Kopi luwak, also known as civet coffee, is a coffee that consists of partially digested coffee cherries, which have been eaten and defecated by the Asian palm civet (Paradoxurus hermaphroditus). The cherries are fermented as they pass through a civet's intestines, and after being defecated with other fecal matter, they are collected. Asian palm civets are increasingly caught in the wild and traded for this purpose.

Kopi luwak is produced mainly on the Indonesian islands of Sumatra, Java, Bali, Sulawesi, and in East Timor. It is also widely gathered in the forest or produced in farms in the islands of the Philippines, where the product is called kape motit in the Cordillera region, kapé alamíd in Tagalog areas, kapé melô or kapé musang in Mindanao, and kahawa kubing in the Sulu Archipelago. Weasel coffee is a loose English translation of its Vietnamese name cà phê Chồn.

Producers of the coffee beans argue that the process may improve coffee through two mechanisms: selection – civets choosing to eat only certain cherries, and digestion – biological or chemical mechanisms in the animals' digestive tracts altering the composition of the coffee cherries.

The traditional method of collecting feces from wild Asian palm civets has given way to an intensive farming method, in which the palm civets are kept in battery cages and are force-fed the cherries. This method of production has raised ethical concerns about the treatment of civets and the conditions they are made to live in, which include isolation, poor diet, small cages, and a high mortality rate.

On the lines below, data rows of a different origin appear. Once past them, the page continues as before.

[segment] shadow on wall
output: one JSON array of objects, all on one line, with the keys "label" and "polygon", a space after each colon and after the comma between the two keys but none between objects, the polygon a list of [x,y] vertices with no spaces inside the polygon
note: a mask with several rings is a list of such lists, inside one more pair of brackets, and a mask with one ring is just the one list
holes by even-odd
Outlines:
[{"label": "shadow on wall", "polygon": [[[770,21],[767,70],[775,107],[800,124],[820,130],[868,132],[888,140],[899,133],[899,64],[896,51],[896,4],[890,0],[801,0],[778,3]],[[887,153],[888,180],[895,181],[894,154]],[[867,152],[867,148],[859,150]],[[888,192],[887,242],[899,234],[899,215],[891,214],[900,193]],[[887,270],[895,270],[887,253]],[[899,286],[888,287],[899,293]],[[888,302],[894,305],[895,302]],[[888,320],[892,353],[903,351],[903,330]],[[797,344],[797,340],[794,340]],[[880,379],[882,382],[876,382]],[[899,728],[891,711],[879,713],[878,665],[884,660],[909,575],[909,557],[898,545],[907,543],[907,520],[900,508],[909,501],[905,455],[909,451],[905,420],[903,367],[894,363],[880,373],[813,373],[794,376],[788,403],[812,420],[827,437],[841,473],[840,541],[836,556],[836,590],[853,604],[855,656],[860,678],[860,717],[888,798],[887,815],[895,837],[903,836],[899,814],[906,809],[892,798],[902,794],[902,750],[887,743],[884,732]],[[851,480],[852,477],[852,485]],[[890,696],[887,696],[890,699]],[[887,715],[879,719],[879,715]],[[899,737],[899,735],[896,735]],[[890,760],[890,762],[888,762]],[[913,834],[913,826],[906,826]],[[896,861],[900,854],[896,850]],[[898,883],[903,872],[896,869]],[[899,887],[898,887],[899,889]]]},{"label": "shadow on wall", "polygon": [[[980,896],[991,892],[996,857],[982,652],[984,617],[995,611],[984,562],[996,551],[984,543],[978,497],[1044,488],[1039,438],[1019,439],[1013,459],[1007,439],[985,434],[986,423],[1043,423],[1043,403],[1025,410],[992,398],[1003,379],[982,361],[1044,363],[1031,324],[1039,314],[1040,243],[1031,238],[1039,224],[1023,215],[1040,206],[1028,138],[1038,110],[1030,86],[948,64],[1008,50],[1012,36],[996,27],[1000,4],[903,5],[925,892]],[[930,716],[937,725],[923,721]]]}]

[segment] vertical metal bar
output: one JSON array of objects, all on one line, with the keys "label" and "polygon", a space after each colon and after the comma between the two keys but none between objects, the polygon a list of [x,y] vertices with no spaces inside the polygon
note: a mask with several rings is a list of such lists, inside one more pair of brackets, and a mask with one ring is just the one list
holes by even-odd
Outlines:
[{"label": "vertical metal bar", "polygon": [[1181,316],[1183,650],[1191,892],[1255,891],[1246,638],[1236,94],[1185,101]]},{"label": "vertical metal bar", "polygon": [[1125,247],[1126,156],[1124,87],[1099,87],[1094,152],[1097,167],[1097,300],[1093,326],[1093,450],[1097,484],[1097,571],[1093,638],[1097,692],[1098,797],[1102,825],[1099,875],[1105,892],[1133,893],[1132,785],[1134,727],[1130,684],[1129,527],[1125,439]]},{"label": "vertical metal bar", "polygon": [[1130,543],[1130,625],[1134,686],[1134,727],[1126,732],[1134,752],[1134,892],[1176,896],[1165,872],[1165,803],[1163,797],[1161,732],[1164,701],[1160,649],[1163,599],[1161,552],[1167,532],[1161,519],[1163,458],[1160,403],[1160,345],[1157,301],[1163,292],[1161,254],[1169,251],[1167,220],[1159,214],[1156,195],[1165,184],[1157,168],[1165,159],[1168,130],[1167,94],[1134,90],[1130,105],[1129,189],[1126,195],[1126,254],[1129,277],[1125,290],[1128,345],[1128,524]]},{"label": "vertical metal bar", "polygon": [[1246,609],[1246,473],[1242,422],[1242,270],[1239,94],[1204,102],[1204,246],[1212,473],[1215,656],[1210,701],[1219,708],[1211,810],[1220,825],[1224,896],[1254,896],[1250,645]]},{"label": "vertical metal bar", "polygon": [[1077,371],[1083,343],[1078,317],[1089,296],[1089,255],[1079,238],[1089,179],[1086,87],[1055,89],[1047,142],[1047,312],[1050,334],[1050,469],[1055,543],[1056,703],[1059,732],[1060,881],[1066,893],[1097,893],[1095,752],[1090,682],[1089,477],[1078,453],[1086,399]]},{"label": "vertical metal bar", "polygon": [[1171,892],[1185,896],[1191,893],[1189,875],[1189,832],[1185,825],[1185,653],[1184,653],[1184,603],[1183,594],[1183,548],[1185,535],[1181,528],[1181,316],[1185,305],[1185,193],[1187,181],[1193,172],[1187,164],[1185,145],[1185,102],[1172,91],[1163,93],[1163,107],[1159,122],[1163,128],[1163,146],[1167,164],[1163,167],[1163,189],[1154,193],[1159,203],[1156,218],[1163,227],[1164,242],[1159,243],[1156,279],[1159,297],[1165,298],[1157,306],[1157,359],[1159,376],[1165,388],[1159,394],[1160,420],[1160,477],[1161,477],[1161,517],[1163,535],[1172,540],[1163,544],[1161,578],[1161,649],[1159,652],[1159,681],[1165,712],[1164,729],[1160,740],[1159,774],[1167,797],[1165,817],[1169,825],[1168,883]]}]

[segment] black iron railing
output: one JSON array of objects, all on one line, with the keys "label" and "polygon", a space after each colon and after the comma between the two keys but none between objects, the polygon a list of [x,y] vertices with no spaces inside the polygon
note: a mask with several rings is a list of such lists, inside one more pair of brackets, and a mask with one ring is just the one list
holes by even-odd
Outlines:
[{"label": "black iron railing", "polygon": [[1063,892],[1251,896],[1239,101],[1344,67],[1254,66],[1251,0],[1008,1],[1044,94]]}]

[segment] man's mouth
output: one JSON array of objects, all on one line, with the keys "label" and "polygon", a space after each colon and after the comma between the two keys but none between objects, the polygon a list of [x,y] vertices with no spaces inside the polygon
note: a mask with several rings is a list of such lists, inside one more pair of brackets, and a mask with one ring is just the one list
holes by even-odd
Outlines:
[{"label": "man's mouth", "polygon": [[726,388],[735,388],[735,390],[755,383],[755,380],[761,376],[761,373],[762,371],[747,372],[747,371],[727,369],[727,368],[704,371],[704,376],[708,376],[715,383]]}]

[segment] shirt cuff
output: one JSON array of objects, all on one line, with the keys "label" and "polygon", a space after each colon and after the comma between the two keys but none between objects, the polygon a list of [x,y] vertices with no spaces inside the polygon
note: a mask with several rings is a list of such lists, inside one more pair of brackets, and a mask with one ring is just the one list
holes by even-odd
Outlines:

Although kopi luwak is a form of processing rather than a variety of coffee, it has been called one of the most expensive coffees in the world, with retail prices reaching  per kilogram for farmed beans and  per kilogram for wild-collected beans. Another epithet given to it is that it is the "Holy Grail of coffees."

History 
The origin of kopi luwak is closely connected to the history of coffee production in Indonesia; Dutch colonialists established coffee plantations in Indonesia and imported beans from Yemen. In the 19th century, farmers in central Java started to brew and drink coffee from excreted beans collected at their plantations.

Production 

Kopi luwak is brewed from coffee beans that transversed the gastrointestinal tract of an Asian palm civet, and were thus subjected to a combination of acidic, enzymatic, and fermentation treatment. During digestion, digestive enzymes and gastric juices permeate through the endocarp of coffee cherries and break down storage proteins, yielding shorter peptides. This alters the composition of amino acids and impacts the aroma of the coffee. In the roasting process, the proteins undergo a non-enzymatic Maillard reaction.
The palm civet is thought to select the most ripe and flawless coffee cherries. This selection influences the flavour of the coffee, as does the digestive process. The beans begin to germinate by malting, which reduces their bitterness. When performed in nature, or in the wild, these two mechanisms achieve the same goal as selective picking and the wet or washed process of coffee milling: 1) harvesting optimally ripe cherries and 2) mechanically and chemically removing the pulp and skin from the cherry, leaving mainly the seed.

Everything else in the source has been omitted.